Candidates disagree on election security in Connecticut
The Democratic and Republican nominee for secretary of state clashed on Tuesday over the security of Connecticut’s electoral system, whether to identify voters at the polls and whether voter fraud is a problem.
The postponed debate was sponsored by the League of Women Voters and CPTV.
“Government identification is fundamental to our democracy. It is fundamental for society, ”said Republican Dominic Rapini. “The idea that we don’t have voter registration cards is ridiculous.”
Representative Stephanie Thomas of Norwalk, who is the Democratic candidate, said most people already show their driver’s license to vote.
“I think mandating voter ID is really a solution looking for a problem,” Thomas said.
She said very few voters, if any, turn up at the polls trying to impersonate someone else.
Rapini said as secretary of state, it’s her job to make sure the election is “safe, secure and accessible.”
He alleged that 70% of Americans want voter ID cards.
They also clashed over the need for early voting. Thomas supports the idea, which will be a question on the ballot in November seeking to amend the state constitution to allow early voting.
If approved by voters, the question would pave the way for the state legislature to pass legislation joining Connecticut with 46 other states that allow some form of in-person voting before Election Day. Currently, the only other states without early voting are Alabama, Mississippi and New Hampshire, according to the National Conference of State Legislatures.
Rapini opposed the policy, in part because of the potential cost to municipalities of being required to staff polling places for a longer period. Rapini said that extra spending could cost cities millions, depending on the early voting period allowed in the eventual law passed by the legislature.
Rapini said this created an opportunity for more fraud.
“I want political campaigns not to be about handing out mail-in ballots,” Rapini said. “And leave that responsibility to the voters where it belongs.”
Thomas alleged that Rapini’s tweets, “taking a germ of truth and stretching it,” are part of the problem of misinformation in the electoral process. “It’s a real threat.”
She said there needs to be investment in the voting infrastructure, but that has nothing to do with the fraud that Rapini says exists in the system.
“Our system has always had fraud.
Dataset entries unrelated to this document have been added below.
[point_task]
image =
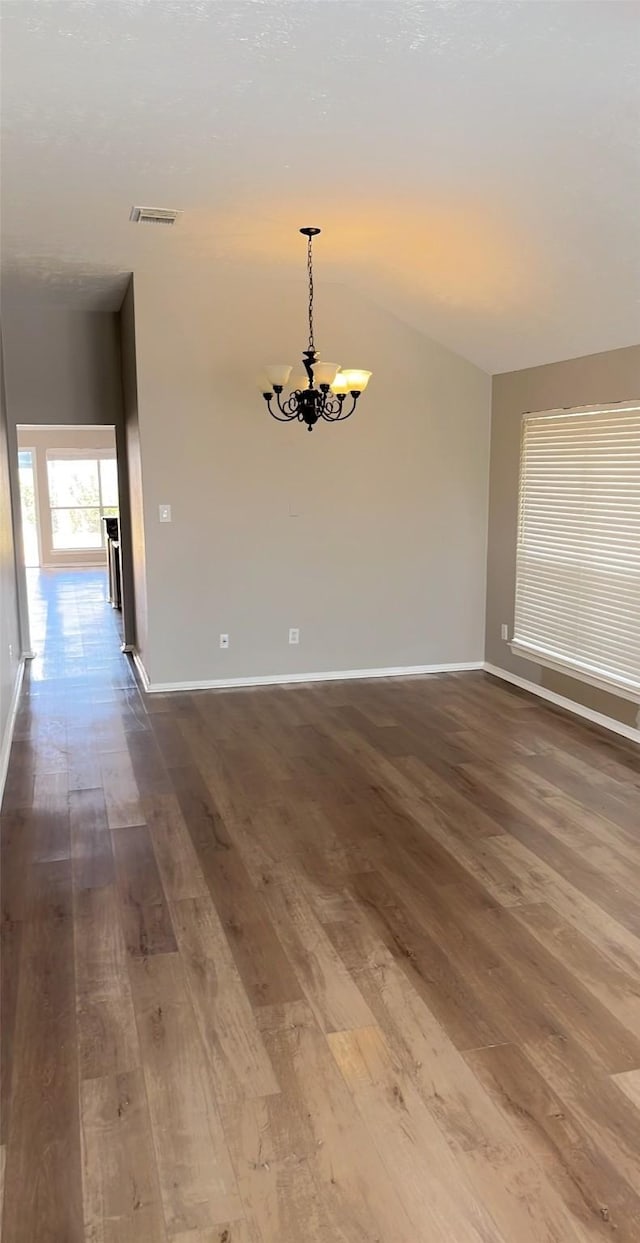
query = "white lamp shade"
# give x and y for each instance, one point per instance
(339, 384)
(356, 380)
(277, 373)
(324, 373)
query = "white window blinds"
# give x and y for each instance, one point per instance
(578, 553)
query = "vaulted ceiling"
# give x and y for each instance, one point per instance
(475, 165)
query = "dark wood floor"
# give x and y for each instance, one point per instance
(352, 962)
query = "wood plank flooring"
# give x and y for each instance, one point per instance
(337, 963)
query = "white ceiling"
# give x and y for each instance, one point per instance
(475, 165)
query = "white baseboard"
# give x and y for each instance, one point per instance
(607, 722)
(5, 747)
(142, 673)
(220, 684)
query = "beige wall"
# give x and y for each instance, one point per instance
(370, 536)
(40, 440)
(609, 377)
(134, 567)
(10, 644)
(61, 366)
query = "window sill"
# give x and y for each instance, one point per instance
(583, 675)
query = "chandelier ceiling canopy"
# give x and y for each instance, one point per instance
(327, 388)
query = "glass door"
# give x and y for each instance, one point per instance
(81, 492)
(29, 506)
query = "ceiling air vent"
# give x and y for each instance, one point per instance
(154, 215)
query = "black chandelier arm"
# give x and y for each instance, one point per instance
(329, 417)
(283, 417)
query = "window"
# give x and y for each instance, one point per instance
(82, 490)
(578, 552)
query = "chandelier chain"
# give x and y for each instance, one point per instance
(310, 270)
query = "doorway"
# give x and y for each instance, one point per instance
(70, 516)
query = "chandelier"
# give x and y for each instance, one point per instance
(324, 393)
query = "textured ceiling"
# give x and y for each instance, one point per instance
(475, 165)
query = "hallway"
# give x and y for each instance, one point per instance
(342, 963)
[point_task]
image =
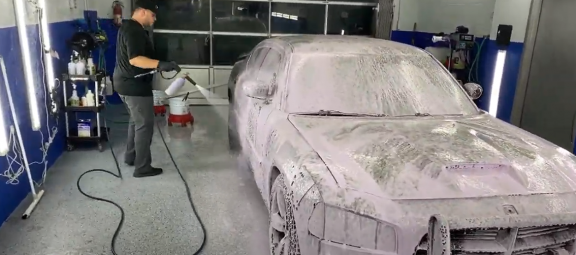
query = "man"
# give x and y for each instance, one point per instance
(135, 55)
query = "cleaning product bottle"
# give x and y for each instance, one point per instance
(80, 68)
(71, 66)
(74, 100)
(91, 67)
(90, 98)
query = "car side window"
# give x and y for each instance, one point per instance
(270, 67)
(255, 61)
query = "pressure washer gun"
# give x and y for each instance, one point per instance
(148, 73)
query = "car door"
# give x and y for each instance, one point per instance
(266, 75)
(248, 110)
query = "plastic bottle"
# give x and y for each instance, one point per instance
(80, 68)
(91, 67)
(71, 66)
(90, 98)
(74, 99)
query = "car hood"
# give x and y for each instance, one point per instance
(433, 158)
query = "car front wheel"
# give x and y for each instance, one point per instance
(283, 236)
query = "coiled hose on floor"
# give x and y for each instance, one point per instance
(119, 175)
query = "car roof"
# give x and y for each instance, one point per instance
(345, 44)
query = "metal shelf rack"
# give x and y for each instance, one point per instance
(99, 134)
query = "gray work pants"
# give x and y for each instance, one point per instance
(140, 131)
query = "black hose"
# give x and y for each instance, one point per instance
(119, 175)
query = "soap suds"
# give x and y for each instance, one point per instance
(393, 172)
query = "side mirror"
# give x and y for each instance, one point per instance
(474, 90)
(243, 56)
(255, 89)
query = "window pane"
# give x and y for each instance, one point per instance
(185, 49)
(227, 49)
(183, 15)
(352, 20)
(234, 16)
(291, 18)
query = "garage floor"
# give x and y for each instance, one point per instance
(159, 219)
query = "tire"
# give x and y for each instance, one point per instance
(282, 226)
(232, 142)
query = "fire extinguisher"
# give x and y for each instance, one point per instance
(117, 12)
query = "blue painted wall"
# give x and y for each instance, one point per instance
(11, 195)
(486, 68)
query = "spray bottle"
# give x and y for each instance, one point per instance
(91, 67)
(74, 99)
(71, 66)
(90, 99)
(80, 68)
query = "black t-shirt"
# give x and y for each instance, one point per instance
(132, 41)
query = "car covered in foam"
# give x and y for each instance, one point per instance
(367, 146)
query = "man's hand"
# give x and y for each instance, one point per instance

There is no anti-fraud system,” Thomas said. “I think the absence of fraud is unrealistic.”
Rapini replied “so I’m glad you don’t work for a bank.” He said there was a “zero tolerance policy” there and that “this should be true for our elections“.
He said there was no “acceptable level of fraud”.
Thomas said all complaints Rapini, as a former chairman of the board of directors of a nonprofit organization called Fight Voter Fraud Inc., brought before state election regulators, have been found to be without foundation.
“Here we go again to deviate,” Rapini said. “I have always asked about our elections.”
He said it was not about fraud, it was about fixing the system.
When asked if she wanted to comment, Thomas said simply “alternative facts.”
At one point in the debate, Rapini asked why independent candidate Cynthia Jennings was not included in the debate.
“I find that quite insulting since she’s also an African-American woman,” Thomas said.